Tarps are a go-to item in protecting your vehicle or similar investment from exposure to the elements, but what about the ground? Tarps are designed to protect an item, be it a car or a pile of wood, from exposure to UV rays and water. As polyethylene and vinyl tarps are waterproof, water and other moisture simply rolls right off. While this is ideal for protecting a car or other vehicle kept outdoors, does it have other applications?
As a story from NJ.com shows, tarps have been involved in reducing erosion from the Hoboken waterfront. A sinkhole apparently formed in the area, and while the debris around the site is being cleared, erosion is still a problem. As the article explains, sandbags and tarps have been placed in the area to prevent erosion from happening by storms.

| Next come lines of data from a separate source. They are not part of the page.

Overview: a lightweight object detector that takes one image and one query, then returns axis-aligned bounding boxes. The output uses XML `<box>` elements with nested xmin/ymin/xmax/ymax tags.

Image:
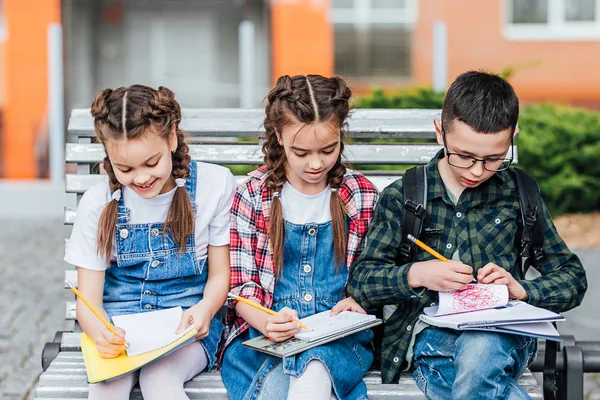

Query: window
<box><xmin>503</xmin><ymin>0</ymin><xmax>600</xmax><ymax>41</ymax></box>
<box><xmin>330</xmin><ymin>0</ymin><xmax>417</xmax><ymax>78</ymax></box>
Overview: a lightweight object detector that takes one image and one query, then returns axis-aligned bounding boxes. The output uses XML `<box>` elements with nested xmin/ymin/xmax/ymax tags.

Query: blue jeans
<box><xmin>413</xmin><ymin>327</ymin><xmax>537</xmax><ymax>400</ymax></box>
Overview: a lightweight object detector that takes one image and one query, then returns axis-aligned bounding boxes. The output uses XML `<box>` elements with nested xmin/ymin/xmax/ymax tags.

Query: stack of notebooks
<box><xmin>419</xmin><ymin>284</ymin><xmax>565</xmax><ymax>342</ymax></box>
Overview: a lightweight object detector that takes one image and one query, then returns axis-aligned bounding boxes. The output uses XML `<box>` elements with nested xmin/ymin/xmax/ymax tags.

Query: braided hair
<box><xmin>262</xmin><ymin>75</ymin><xmax>352</xmax><ymax>273</ymax></box>
<box><xmin>91</xmin><ymin>85</ymin><xmax>194</xmax><ymax>262</ymax></box>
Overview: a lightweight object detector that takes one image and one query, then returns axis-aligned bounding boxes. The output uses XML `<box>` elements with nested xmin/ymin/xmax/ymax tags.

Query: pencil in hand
<box><xmin>227</xmin><ymin>292</ymin><xmax>310</xmax><ymax>330</ymax></box>
<box><xmin>65</xmin><ymin>281</ymin><xmax>129</xmax><ymax>347</ymax></box>
<box><xmin>407</xmin><ymin>233</ymin><xmax>477</xmax><ymax>282</ymax></box>
<box><xmin>408</xmin><ymin>233</ymin><xmax>448</xmax><ymax>262</ymax></box>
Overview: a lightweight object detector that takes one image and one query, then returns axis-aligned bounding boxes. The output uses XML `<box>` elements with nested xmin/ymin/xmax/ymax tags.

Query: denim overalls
<box><xmin>103</xmin><ymin>161</ymin><xmax>223</xmax><ymax>369</ymax></box>
<box><xmin>222</xmin><ymin>221</ymin><xmax>373</xmax><ymax>400</ymax></box>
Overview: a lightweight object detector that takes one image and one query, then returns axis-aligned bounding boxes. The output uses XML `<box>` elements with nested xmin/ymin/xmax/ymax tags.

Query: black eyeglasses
<box><xmin>442</xmin><ymin>128</ymin><xmax>515</xmax><ymax>172</ymax></box>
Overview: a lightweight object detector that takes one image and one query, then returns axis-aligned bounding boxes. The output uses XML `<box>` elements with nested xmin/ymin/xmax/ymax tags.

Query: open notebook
<box><xmin>419</xmin><ymin>284</ymin><xmax>565</xmax><ymax>341</ymax></box>
<box><xmin>80</xmin><ymin>307</ymin><xmax>198</xmax><ymax>383</ymax></box>
<box><xmin>242</xmin><ymin>310</ymin><xmax>382</xmax><ymax>357</ymax></box>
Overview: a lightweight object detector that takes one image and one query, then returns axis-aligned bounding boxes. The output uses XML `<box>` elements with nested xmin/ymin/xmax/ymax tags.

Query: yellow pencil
<box><xmin>65</xmin><ymin>281</ymin><xmax>119</xmax><ymax>336</ymax></box>
<box><xmin>408</xmin><ymin>234</ymin><xmax>448</xmax><ymax>262</ymax></box>
<box><xmin>227</xmin><ymin>293</ymin><xmax>308</xmax><ymax>329</ymax></box>
<box><xmin>408</xmin><ymin>233</ymin><xmax>477</xmax><ymax>282</ymax></box>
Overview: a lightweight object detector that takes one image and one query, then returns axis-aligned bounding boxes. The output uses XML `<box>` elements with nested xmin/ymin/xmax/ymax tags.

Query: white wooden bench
<box><xmin>35</xmin><ymin>109</ymin><xmax>542</xmax><ymax>400</ymax></box>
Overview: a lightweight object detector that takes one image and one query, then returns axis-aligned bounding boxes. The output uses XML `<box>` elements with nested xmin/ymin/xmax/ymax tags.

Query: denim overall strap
<box><xmin>103</xmin><ymin>161</ymin><xmax>223</xmax><ymax>367</ymax></box>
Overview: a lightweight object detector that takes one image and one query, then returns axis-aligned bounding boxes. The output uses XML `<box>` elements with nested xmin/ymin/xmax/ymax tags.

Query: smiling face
<box><xmin>278</xmin><ymin>118</ymin><xmax>341</xmax><ymax>194</ymax></box>
<box><xmin>435</xmin><ymin>120</ymin><xmax>512</xmax><ymax>198</ymax></box>
<box><xmin>104</xmin><ymin>129</ymin><xmax>177</xmax><ymax>199</ymax></box>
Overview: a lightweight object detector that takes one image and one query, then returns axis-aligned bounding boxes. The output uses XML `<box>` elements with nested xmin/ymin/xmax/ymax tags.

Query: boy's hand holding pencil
<box><xmin>407</xmin><ymin>235</ymin><xmax>476</xmax><ymax>292</ymax></box>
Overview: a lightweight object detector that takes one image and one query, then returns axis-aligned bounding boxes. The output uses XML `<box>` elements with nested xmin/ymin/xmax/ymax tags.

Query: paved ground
<box><xmin>0</xmin><ymin>218</ymin><xmax>600</xmax><ymax>400</ymax></box>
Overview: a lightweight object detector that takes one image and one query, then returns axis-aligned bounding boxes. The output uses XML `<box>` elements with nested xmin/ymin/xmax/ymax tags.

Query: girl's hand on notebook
<box><xmin>175</xmin><ymin>301</ymin><xmax>212</xmax><ymax>340</ymax></box>
<box><xmin>477</xmin><ymin>263</ymin><xmax>529</xmax><ymax>300</ymax></box>
<box><xmin>95</xmin><ymin>327</ymin><xmax>127</xmax><ymax>358</ymax></box>
<box><xmin>265</xmin><ymin>307</ymin><xmax>300</xmax><ymax>342</ymax></box>
<box><xmin>329</xmin><ymin>297</ymin><xmax>367</xmax><ymax>317</ymax></box>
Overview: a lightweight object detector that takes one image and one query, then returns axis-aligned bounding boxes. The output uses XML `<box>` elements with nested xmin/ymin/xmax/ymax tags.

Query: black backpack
<box><xmin>398</xmin><ymin>166</ymin><xmax>558</xmax><ymax>399</ymax></box>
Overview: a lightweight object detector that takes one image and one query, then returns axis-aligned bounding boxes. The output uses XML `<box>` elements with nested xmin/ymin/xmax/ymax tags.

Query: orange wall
<box><xmin>271</xmin><ymin>0</ymin><xmax>334</xmax><ymax>83</ymax></box>
<box><xmin>412</xmin><ymin>0</ymin><xmax>600</xmax><ymax>106</ymax></box>
<box><xmin>0</xmin><ymin>0</ymin><xmax>60</xmax><ymax>179</ymax></box>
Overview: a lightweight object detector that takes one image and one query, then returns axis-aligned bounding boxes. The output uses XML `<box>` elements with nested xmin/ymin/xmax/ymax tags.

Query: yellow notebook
<box><xmin>79</xmin><ymin>329</ymin><xmax>198</xmax><ymax>383</ymax></box>
<box><xmin>79</xmin><ymin>307</ymin><xmax>198</xmax><ymax>383</ymax></box>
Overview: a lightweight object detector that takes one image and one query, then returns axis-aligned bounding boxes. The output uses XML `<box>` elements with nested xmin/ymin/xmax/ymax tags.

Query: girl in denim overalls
<box><xmin>65</xmin><ymin>85</ymin><xmax>236</xmax><ymax>400</ymax></box>
<box><xmin>222</xmin><ymin>75</ymin><xmax>377</xmax><ymax>400</ymax></box>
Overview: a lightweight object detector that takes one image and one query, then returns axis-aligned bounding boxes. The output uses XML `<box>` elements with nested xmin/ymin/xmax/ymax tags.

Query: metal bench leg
<box><xmin>563</xmin><ymin>346</ymin><xmax>583</xmax><ymax>400</ymax></box>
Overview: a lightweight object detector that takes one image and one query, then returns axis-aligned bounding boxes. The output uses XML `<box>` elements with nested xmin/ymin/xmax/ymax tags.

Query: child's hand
<box><xmin>175</xmin><ymin>300</ymin><xmax>212</xmax><ymax>340</ymax></box>
<box><xmin>477</xmin><ymin>263</ymin><xmax>529</xmax><ymax>300</ymax></box>
<box><xmin>329</xmin><ymin>297</ymin><xmax>367</xmax><ymax>317</ymax></box>
<box><xmin>95</xmin><ymin>327</ymin><xmax>128</xmax><ymax>358</ymax></box>
<box><xmin>407</xmin><ymin>260</ymin><xmax>473</xmax><ymax>292</ymax></box>
<box><xmin>265</xmin><ymin>307</ymin><xmax>300</xmax><ymax>342</ymax></box>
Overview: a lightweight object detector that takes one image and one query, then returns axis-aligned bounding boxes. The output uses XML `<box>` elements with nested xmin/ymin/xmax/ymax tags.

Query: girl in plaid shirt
<box><xmin>222</xmin><ymin>75</ymin><xmax>378</xmax><ymax>400</ymax></box>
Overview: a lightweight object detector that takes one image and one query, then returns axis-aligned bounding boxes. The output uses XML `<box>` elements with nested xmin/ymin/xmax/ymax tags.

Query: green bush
<box><xmin>354</xmin><ymin>88</ymin><xmax>600</xmax><ymax>216</ymax></box>
<box><xmin>517</xmin><ymin>104</ymin><xmax>600</xmax><ymax>215</ymax></box>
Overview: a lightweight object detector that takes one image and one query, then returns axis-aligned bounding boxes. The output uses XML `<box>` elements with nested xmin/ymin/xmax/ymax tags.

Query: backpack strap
<box><xmin>398</xmin><ymin>166</ymin><xmax>427</xmax><ymax>265</ymax></box>
<box><xmin>510</xmin><ymin>168</ymin><xmax>544</xmax><ymax>278</ymax></box>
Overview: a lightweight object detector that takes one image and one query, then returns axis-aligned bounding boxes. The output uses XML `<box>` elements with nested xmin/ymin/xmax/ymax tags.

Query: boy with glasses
<box><xmin>348</xmin><ymin>72</ymin><xmax>587</xmax><ymax>399</ymax></box>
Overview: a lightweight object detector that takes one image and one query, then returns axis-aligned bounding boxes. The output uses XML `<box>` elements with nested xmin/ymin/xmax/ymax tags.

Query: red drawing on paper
<box><xmin>448</xmin><ymin>285</ymin><xmax>502</xmax><ymax>313</ymax></box>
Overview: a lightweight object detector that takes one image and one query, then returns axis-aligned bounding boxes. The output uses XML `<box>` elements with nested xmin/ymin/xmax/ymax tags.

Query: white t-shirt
<box><xmin>281</xmin><ymin>182</ymin><xmax>331</xmax><ymax>225</ymax></box>
<box><xmin>64</xmin><ymin>162</ymin><xmax>237</xmax><ymax>271</ymax></box>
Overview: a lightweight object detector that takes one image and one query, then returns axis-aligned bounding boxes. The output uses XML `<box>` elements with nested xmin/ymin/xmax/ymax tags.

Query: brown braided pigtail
<box><xmin>152</xmin><ymin>86</ymin><xmax>195</xmax><ymax>254</ymax></box>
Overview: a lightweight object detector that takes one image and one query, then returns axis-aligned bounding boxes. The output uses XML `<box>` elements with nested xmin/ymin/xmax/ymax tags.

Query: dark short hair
<box><xmin>442</xmin><ymin>71</ymin><xmax>519</xmax><ymax>133</ymax></box>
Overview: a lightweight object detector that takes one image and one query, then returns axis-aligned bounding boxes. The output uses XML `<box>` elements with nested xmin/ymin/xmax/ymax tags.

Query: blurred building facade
<box><xmin>0</xmin><ymin>0</ymin><xmax>600</xmax><ymax>178</ymax></box>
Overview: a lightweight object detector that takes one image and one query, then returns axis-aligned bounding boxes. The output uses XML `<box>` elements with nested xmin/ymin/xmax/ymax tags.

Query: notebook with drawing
<box><xmin>80</xmin><ymin>307</ymin><xmax>197</xmax><ymax>383</ymax></box>
<box><xmin>419</xmin><ymin>284</ymin><xmax>565</xmax><ymax>341</ymax></box>
<box><xmin>242</xmin><ymin>310</ymin><xmax>382</xmax><ymax>357</ymax></box>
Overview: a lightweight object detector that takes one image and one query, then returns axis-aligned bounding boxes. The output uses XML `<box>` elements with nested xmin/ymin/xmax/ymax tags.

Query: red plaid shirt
<box><xmin>224</xmin><ymin>166</ymin><xmax>379</xmax><ymax>346</ymax></box>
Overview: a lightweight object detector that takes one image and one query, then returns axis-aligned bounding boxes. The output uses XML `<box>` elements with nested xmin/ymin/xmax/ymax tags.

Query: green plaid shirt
<box><xmin>348</xmin><ymin>152</ymin><xmax>587</xmax><ymax>383</ymax></box>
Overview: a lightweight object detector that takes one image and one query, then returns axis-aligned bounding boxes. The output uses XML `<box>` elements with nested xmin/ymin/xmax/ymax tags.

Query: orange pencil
<box><xmin>408</xmin><ymin>233</ymin><xmax>477</xmax><ymax>282</ymax></box>
<box><xmin>227</xmin><ymin>293</ymin><xmax>308</xmax><ymax>329</ymax></box>
<box><xmin>65</xmin><ymin>281</ymin><xmax>119</xmax><ymax>336</ymax></box>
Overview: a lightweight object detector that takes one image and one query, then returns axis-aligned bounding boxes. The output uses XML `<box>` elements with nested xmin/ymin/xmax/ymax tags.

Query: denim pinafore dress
<box><xmin>103</xmin><ymin>161</ymin><xmax>223</xmax><ymax>369</ymax></box>
<box><xmin>222</xmin><ymin>221</ymin><xmax>373</xmax><ymax>400</ymax></box>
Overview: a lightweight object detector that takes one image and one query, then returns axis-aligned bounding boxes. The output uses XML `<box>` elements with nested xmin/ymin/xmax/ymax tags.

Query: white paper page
<box><xmin>294</xmin><ymin>310</ymin><xmax>375</xmax><ymax>342</ymax></box>
<box><xmin>423</xmin><ymin>283</ymin><xmax>508</xmax><ymax>316</ymax></box>
<box><xmin>112</xmin><ymin>307</ymin><xmax>192</xmax><ymax>357</ymax></box>
<box><xmin>426</xmin><ymin>300</ymin><xmax>564</xmax><ymax>326</ymax></box>
<box><xmin>486</xmin><ymin>322</ymin><xmax>560</xmax><ymax>337</ymax></box>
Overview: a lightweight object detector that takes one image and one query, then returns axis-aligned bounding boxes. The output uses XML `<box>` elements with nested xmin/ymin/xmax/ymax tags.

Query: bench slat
<box><xmin>65</xmin><ymin>143</ymin><xmax>441</xmax><ymax>165</ymax></box>
<box><xmin>35</xmin><ymin>344</ymin><xmax>542</xmax><ymax>400</ymax></box>
<box><xmin>65</xmin><ymin>173</ymin><xmax>400</xmax><ymax>196</ymax></box>
<box><xmin>68</xmin><ymin>108</ymin><xmax>440</xmax><ymax>141</ymax></box>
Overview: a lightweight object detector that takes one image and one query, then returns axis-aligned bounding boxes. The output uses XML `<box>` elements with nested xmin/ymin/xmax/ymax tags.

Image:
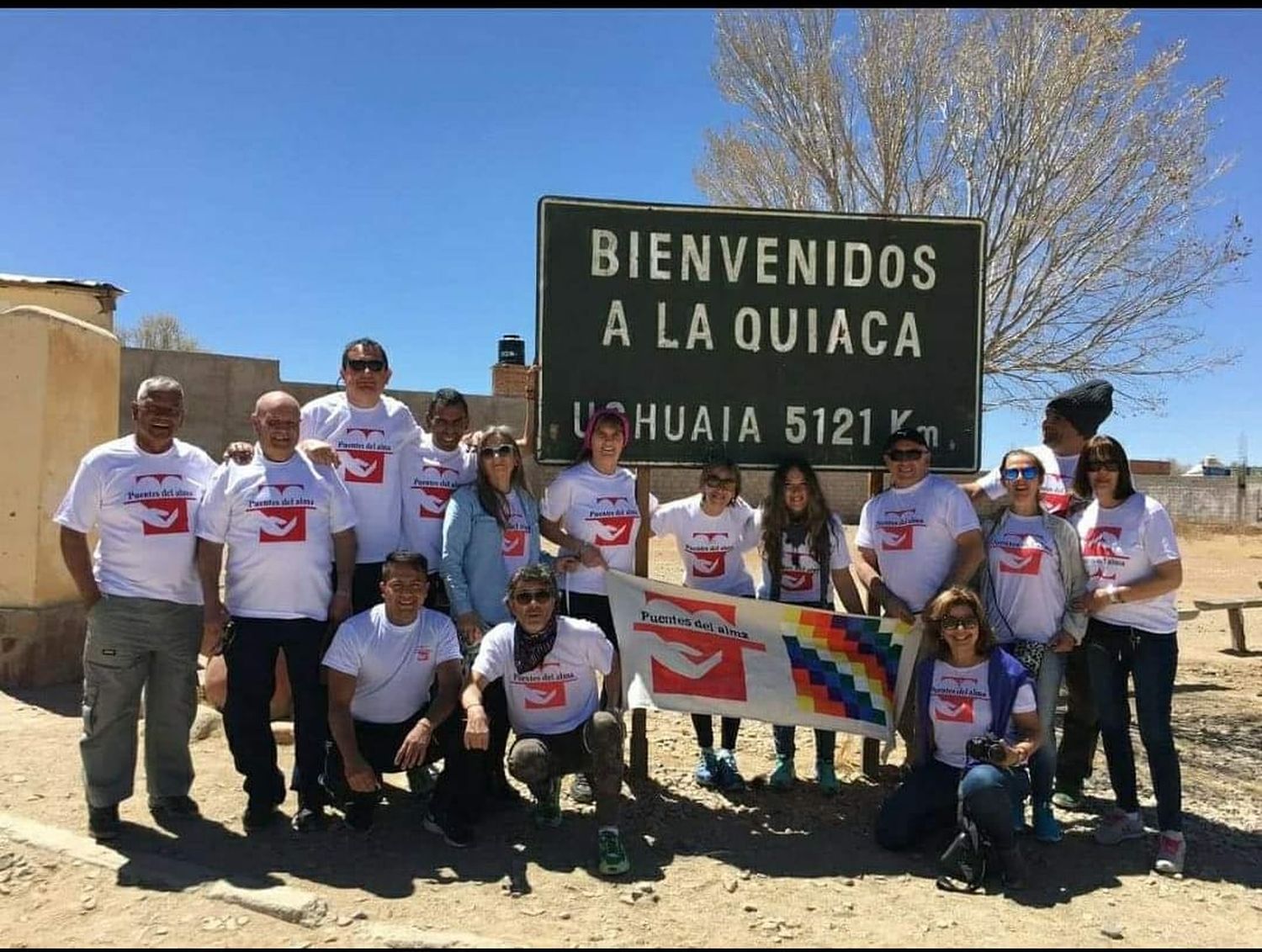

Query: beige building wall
<box><xmin>0</xmin><ymin>304</ymin><xmax>119</xmax><ymax>686</ymax></box>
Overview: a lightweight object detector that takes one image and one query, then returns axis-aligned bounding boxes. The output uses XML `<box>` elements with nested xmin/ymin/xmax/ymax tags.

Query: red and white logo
<box><xmin>502</xmin><ymin>528</ymin><xmax>527</xmax><ymax>558</ymax></box>
<box><xmin>634</xmin><ymin>591</ymin><xmax>767</xmax><ymax>701</ymax></box>
<box><xmin>1083</xmin><ymin>526</ymin><xmax>1122</xmax><ymax>558</ymax></box>
<box><xmin>999</xmin><ymin>546</ymin><xmax>1042</xmax><ymax>575</ymax></box>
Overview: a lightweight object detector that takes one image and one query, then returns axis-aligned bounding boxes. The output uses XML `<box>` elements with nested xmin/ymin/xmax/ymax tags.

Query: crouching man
<box><xmin>462</xmin><ymin>565</ymin><xmax>631</xmax><ymax>876</ymax></box>
<box><xmin>323</xmin><ymin>551</ymin><xmax>482</xmax><ymax>846</ymax></box>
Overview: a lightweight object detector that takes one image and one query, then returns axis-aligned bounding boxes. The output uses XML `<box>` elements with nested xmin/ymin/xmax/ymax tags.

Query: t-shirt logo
<box><xmin>250</xmin><ymin>483</ymin><xmax>316</xmax><ymax>542</ymax></box>
<box><xmin>999</xmin><ymin>546</ymin><xmax>1042</xmax><ymax>575</ymax></box>
<box><xmin>1083</xmin><ymin>526</ymin><xmax>1122</xmax><ymax>558</ymax></box>
<box><xmin>502</xmin><ymin>528</ymin><xmax>527</xmax><ymax>558</ymax></box>
<box><xmin>337</xmin><ymin>426</ymin><xmax>386</xmax><ymax>483</ymax></box>
<box><xmin>633</xmin><ymin>591</ymin><xmax>767</xmax><ymax>701</ymax></box>
<box><xmin>128</xmin><ymin>473</ymin><xmax>194</xmax><ymax>536</ymax></box>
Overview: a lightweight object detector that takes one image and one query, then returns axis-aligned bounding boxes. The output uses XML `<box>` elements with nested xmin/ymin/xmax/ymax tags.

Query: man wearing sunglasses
<box><xmin>399</xmin><ymin>387</ymin><xmax>477</xmax><ymax>614</ymax></box>
<box><xmin>855</xmin><ymin>427</ymin><xmax>986</xmax><ymax>749</ymax></box>
<box><xmin>298</xmin><ymin>336</ymin><xmax>422</xmax><ymax>611</ymax></box>
<box><xmin>461</xmin><ymin>565</ymin><xmax>631</xmax><ymax>876</ymax></box>
<box><xmin>322</xmin><ymin>551</ymin><xmax>481</xmax><ymax>846</ymax></box>
<box><xmin>963</xmin><ymin>379</ymin><xmax>1113</xmax><ymax>810</ymax></box>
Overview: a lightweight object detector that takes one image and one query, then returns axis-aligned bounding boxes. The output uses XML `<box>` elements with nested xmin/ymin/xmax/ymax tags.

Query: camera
<box><xmin>964</xmin><ymin>734</ymin><xmax>1007</xmax><ymax>765</ymax></box>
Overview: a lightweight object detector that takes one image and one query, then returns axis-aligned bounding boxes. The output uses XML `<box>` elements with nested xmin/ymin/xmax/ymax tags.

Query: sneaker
<box><xmin>149</xmin><ymin>796</ymin><xmax>202</xmax><ymax>822</ymax></box>
<box><xmin>714</xmin><ymin>749</ymin><xmax>745</xmax><ymax>791</ymax></box>
<box><xmin>596</xmin><ymin>830</ymin><xmax>631</xmax><ymax>876</ymax></box>
<box><xmin>1095</xmin><ymin>810</ymin><xmax>1143</xmax><ymax>846</ymax></box>
<box><xmin>767</xmin><ymin>757</ymin><xmax>797</xmax><ymax>791</ymax></box>
<box><xmin>241</xmin><ymin>801</ymin><xmax>280</xmax><ymax>833</ymax></box>
<box><xmin>693</xmin><ymin>748</ymin><xmax>721</xmax><ymax>787</ymax></box>
<box><xmin>290</xmin><ymin>806</ymin><xmax>328</xmax><ymax>833</ymax></box>
<box><xmin>532</xmin><ymin>777</ymin><xmax>560</xmax><ymax>828</ymax></box>
<box><xmin>87</xmin><ymin>803</ymin><xmax>123</xmax><ymax>840</ymax></box>
<box><xmin>1034</xmin><ymin>803</ymin><xmax>1065</xmax><ymax>843</ymax></box>
<box><xmin>815</xmin><ymin>760</ymin><xmax>842</xmax><ymax>797</ymax></box>
<box><xmin>1153</xmin><ymin>830</ymin><xmax>1188</xmax><ymax>876</ymax></box>
<box><xmin>421</xmin><ymin>811</ymin><xmax>474</xmax><ymax>850</ymax></box>
<box><xmin>996</xmin><ymin>846</ymin><xmax>1026</xmax><ymax>891</ymax></box>
<box><xmin>1052</xmin><ymin>782</ymin><xmax>1085</xmax><ymax>810</ymax></box>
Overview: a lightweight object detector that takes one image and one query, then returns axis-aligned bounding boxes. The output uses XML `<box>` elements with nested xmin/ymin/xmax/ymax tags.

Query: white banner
<box><xmin>606</xmin><ymin>570</ymin><xmax>920</xmax><ymax>744</ymax></box>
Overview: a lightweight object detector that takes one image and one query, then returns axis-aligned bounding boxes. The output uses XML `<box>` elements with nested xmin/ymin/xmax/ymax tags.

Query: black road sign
<box><xmin>537</xmin><ymin>197</ymin><xmax>984</xmax><ymax>472</ymax></box>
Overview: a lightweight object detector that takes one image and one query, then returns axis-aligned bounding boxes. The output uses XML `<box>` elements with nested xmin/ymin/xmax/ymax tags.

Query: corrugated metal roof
<box><xmin>0</xmin><ymin>273</ymin><xmax>128</xmax><ymax>295</ymax></box>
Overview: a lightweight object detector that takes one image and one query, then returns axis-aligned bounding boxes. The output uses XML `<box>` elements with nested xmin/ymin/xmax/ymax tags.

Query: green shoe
<box><xmin>532</xmin><ymin>777</ymin><xmax>560</xmax><ymax>828</ymax></box>
<box><xmin>596</xmin><ymin>830</ymin><xmax>631</xmax><ymax>876</ymax></box>
<box><xmin>815</xmin><ymin>760</ymin><xmax>842</xmax><ymax>797</ymax></box>
<box><xmin>767</xmin><ymin>757</ymin><xmax>795</xmax><ymax>791</ymax></box>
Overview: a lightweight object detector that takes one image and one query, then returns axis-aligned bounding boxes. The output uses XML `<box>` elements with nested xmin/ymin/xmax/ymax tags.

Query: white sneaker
<box><xmin>1095</xmin><ymin>810</ymin><xmax>1143</xmax><ymax>846</ymax></box>
<box><xmin>1153</xmin><ymin>830</ymin><xmax>1188</xmax><ymax>876</ymax></box>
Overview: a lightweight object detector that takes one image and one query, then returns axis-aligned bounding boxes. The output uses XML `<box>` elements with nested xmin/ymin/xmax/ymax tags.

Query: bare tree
<box><xmin>119</xmin><ymin>314</ymin><xmax>204</xmax><ymax>351</ymax></box>
<box><xmin>697</xmin><ymin>8</ymin><xmax>1251</xmax><ymax>409</ymax></box>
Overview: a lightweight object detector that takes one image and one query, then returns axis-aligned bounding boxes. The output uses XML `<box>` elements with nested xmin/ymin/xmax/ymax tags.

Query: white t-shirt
<box><xmin>929</xmin><ymin>659</ymin><xmax>1037</xmax><ymax>770</ymax></box>
<box><xmin>1074</xmin><ymin>493</ymin><xmax>1179</xmax><ymax>634</ymax></box>
<box><xmin>754</xmin><ymin>510</ymin><xmax>851</xmax><ymax>606</ymax></box>
<box><xmin>986</xmin><ymin>512</ymin><xmax>1065</xmax><ymax>642</ymax></box>
<box><xmin>977</xmin><ymin>442</ymin><xmax>1078</xmax><ymax>516</ymax></box>
<box><xmin>399</xmin><ymin>434</ymin><xmax>477</xmax><ymax>573</ymax></box>
<box><xmin>856</xmin><ymin>473</ymin><xmax>981</xmax><ymax>611</ymax></box>
<box><xmin>474</xmin><ymin>616</ymin><xmax>613</xmax><ymax>737</ymax></box>
<box><xmin>300</xmin><ymin>392</ymin><xmax>422</xmax><ymax>563</ymax></box>
<box><xmin>53</xmin><ymin>436</ymin><xmax>215</xmax><ymax>606</ymax></box>
<box><xmin>197</xmin><ymin>445</ymin><xmax>355</xmax><ymax>621</ymax></box>
<box><xmin>649</xmin><ymin>493</ymin><xmax>757</xmax><ymax>595</ymax></box>
<box><xmin>539</xmin><ymin>462</ymin><xmax>640</xmax><ymax>595</ymax></box>
<box><xmin>323</xmin><ymin>606</ymin><xmax>461</xmax><ymax>724</ymax></box>
<box><xmin>501</xmin><ymin>489</ymin><xmax>532</xmax><ymax>579</ymax></box>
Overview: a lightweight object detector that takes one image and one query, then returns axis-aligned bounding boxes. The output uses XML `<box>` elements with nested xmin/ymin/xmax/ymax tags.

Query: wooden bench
<box><xmin>1193</xmin><ymin>600</ymin><xmax>1262</xmax><ymax>653</ymax></box>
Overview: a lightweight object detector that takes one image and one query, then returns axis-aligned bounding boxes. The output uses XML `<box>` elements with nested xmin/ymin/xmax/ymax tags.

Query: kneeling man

Because of a tarp’s waterproof properties, placing the material over an area experiencing erosion and securing it with sandbags is one approach to preventing more damage from occurring. While erosion can occur along any coastline, sinkholes and similarly sloped areas are also prone to it. As the NJ.com article mentions, the sinkhole in Hoboken started a week ago, and has expanded since then. Erosion would continue the expansion of the hole and would put sediment, silt, and other substances into the water.
This isn’t the only instance in which we’ve seen tarps used in such a context. A year ago, we reported that the Oregon silverspot butterfly was experiencing a reduction in habitat. Blackberry plants were overtaking meadow species, and to prevent their growth, tarps were added. Although the tarps didn’t eliminate the growth of non-meadow plants, they kept amounts down and allowed the butterfly, put on the threatened list under the Endangered Species Act, to continue to live in its natural habitat.